Besides, it’s just like my mother’s hair.
By eleven, my stomach was doing nervous backflips, the way it always does when I butt heads with Dashiell. To be fair, though, I should have seen all this coming quite some time ago. I’d gotten overconfident with eight months of nonemergencies, and then I’d let this smack me down hard. Of course Dashiell was upset. I took my Taser off the charger (although it really only works on vampires while they’re close enough to me to be human, it makes me feel better to bring it along when I can), picked up my keys and wallet, and stuffed everything into the various pockets of my olive-green canvas jacket, which looks like something an investigative journalist would wear in a political thriller. Molly calls it my “coat-o’-nine pockets.” Then I went through the back door and into the autumn night.
As LA neighborhoods go, West Hollywood is fairly benign after dark. Molly’s house is the unchanging oasis in an area that has developed around it for decades, crowding her in with restaurants and bars that have gone through various stages of hipness.
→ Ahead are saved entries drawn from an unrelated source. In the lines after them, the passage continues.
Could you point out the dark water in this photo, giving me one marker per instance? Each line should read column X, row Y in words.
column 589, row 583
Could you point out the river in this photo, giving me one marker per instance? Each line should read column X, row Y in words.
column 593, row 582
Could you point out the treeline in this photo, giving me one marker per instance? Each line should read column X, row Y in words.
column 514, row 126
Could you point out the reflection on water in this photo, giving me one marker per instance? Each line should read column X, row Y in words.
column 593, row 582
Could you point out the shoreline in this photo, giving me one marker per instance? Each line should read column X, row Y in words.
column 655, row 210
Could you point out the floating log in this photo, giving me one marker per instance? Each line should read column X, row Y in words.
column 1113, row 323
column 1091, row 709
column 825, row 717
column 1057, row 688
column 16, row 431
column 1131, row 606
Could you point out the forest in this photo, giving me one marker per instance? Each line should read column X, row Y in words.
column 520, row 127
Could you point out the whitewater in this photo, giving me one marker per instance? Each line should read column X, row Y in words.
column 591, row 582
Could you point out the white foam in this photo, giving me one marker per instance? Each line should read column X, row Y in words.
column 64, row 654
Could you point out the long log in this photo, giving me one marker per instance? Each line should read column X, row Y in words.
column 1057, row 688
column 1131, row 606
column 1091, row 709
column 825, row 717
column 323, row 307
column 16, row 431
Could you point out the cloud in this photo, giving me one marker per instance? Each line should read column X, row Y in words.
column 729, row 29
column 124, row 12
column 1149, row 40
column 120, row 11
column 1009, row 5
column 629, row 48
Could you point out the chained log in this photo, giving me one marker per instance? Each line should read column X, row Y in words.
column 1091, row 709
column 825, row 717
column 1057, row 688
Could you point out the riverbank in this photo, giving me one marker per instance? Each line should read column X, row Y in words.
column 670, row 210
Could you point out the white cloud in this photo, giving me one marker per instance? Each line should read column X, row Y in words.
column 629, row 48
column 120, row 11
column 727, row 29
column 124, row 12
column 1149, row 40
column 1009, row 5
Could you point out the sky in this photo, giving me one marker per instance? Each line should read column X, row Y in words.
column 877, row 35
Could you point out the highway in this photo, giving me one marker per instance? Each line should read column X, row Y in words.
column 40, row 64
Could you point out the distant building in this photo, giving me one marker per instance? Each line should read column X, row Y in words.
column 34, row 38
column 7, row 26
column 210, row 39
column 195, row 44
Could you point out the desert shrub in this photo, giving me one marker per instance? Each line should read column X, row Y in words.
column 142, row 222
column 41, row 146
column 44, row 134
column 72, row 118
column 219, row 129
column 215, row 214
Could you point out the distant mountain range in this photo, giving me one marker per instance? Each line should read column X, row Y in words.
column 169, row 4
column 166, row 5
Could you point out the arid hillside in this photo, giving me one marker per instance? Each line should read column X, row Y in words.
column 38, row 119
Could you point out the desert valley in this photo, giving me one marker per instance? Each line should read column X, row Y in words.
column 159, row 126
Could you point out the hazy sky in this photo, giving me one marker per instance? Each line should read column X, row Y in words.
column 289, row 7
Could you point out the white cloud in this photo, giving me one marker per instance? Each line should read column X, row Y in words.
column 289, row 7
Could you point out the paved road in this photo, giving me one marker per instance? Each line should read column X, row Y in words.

At this point, there are only four other residences on Molly’s street, and the neighborhood is mostly frequented by a middle-aged, upper-middle-class crowd that goes to bed before eleven.
I went through the teeny backyard in about six steps and closed the decorative gate behind me (vampires don’t worry too much about security), breathing in the cool, congested LA air. It smelled pleasantly of concrete and hamburgers and car exhaust. Molly’s property has a single-spot carport next to the back door where she parks her Prius. I have to pay a small fortune to keep my van in the big parking garage down the street. The garage was mostly empty by the time I got there, and I kept my head down and walked quickly and purposefully down the wide, empty pavement to my van on the lower level. When I glanced up, though, I realized that someone was leaning against my hood. My hand went toward the pocket with the Taser. As I got closer, though, he pushed himself off and turned to face me, hands tense and ready at his sides. I recognized the handsome cop from the clearing.